An equally satisfying assignment: Henry Alford on Amy Sedaris. Writing of the comedian's I Like You: Hospitality Under the Influence, Mr Alford quietly complains:

In addition to wanting specific party tips and recipes, many of us read books on entertaining because to do so is to lessen our anxiety about letting others get close to us, literally and metaphorically. As hilarious and as relentlessly inventive as Sedaris is, her prescriptions are often more likely to induce laughter or awe than intimacy. The sheer force of Sedaris's personality, both on the stage and on the page, could crush most other comic performers and writers like the tiny bugs we are, but a gracious host is as much an enabler as a doer.
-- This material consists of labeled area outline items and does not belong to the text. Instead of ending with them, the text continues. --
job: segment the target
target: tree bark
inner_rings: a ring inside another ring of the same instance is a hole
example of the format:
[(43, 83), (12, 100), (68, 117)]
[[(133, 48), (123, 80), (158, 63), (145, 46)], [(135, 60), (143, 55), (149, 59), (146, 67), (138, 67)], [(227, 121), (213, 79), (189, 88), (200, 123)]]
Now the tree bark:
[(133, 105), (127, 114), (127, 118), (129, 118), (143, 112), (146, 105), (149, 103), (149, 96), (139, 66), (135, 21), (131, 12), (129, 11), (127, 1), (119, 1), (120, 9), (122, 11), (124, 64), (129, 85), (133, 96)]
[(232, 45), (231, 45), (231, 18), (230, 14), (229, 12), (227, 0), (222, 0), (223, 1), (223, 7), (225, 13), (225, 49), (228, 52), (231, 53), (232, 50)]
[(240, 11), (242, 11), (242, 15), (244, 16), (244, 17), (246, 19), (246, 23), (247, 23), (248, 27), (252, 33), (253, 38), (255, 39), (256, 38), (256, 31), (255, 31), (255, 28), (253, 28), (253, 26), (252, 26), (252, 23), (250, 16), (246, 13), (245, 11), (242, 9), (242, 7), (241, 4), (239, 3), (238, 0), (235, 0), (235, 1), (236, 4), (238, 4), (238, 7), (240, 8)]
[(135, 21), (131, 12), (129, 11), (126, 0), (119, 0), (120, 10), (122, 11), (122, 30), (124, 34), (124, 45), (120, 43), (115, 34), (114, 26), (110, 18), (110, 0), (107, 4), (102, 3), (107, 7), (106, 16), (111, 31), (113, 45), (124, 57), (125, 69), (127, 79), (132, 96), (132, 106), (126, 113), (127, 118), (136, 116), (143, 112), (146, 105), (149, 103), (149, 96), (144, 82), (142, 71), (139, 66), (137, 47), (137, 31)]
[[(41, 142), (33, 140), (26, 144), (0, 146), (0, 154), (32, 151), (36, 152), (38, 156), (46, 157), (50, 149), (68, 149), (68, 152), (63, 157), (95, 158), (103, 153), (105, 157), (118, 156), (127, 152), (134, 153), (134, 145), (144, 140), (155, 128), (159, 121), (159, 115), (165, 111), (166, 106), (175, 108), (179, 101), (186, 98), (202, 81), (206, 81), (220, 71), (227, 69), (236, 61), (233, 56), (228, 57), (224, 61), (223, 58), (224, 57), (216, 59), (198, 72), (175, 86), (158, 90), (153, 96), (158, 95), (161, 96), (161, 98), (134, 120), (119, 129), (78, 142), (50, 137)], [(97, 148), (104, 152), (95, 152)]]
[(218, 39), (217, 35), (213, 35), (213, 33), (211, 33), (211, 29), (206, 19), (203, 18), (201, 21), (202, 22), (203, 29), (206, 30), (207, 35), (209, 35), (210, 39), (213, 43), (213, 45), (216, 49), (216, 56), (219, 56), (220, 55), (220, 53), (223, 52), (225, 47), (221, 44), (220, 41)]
In other words, he loved the book. Alexandra Jacobs did not even like The Female Thing: Dirt, Sex, Envy, Vulnerability, by Laura Kipnis. After sketching Ms Kipnis's career from academic feminist to attention-getting author - her Against Love came out in 2003 - Ms Jacobs writes,

The Female Thing feels like a rushed attempt to capitalize on this accomplishment, a loose collection of ideas knitted together after too many thimblefuls of sherry at the faculty lounge. Kipnis begins with a provocative if familiar premise: women's natural instincts make them complicit in their own historical subjugation. But the text that follows is filled with woolly equivocations: "of course .. obviously ... which is to say" - more padded than a Wonderbra, as Kipnis might put it (she grasps at cheeky just-us-gals metaphors, comparing the presumably painful state of current gender relations, for example, to "ingrown hairs after a bad bikini wax.")

It's a fun review, if you're feeling a little mean.

Steven Johnson's Essay, "Own Your Own Words," is about the importance of exploiting Google in order to "own" a topic.